Comment by hughdbrown
Comment by hughdbrown 6 days ago
In my experience, the most pernicious temptation is to take the buggy, non-working code you have now and to try to modify it with "fixes" until the code works. In my experience, you often cannot get broken code to become working code because there are too many possible changes to make. In my view, it is much easier to break working code than it is to fix broken code.
Suppose you have a complete chain of N Christmas lights and they do not work when turned on. The temptation is to go through all the lights and to substitute in a single working light until you identify the non-working light.
But suppose there are multiple non-working lights? You'll never find the error with this approach. Instead, you need to start with the minimal working approach -- possibly just a single light (if your Christmas lights work that way), adding more lights until you hit an error. In fact, the best case is if you have a broken string of lights and a similar but working string of lights! Then you can easily swap a test bulb out of the broken string and into the working chain until you find all the bad bulbs in the broken string.
Starting with a minimal working example is the best way to fix a bug I have found. And you will find you resist this because you believe that you are close and it is too time-consuming to start from scratch. In practice, it tends to be a real time-saver, not the opposite.

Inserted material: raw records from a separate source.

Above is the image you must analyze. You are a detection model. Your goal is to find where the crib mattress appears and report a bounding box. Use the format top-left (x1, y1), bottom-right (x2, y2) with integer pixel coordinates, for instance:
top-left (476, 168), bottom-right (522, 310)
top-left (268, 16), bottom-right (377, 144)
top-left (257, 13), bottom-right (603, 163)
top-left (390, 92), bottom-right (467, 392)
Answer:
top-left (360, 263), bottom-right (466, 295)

The quickest solution, assuming learning from the problem isn't the priority, might be to replace the entire chain of lights without testing any of them. I've been part of some elusive production issues where eventually 1-2 team members attempted a rewrite of the offending routine while everyone else debugged it, and the rewrite "won" and shipped to production before we found the bug. Heresy I know. In at least one case we never found the bug, because we could only dedicate a finite amount of time to a "fixed" issue.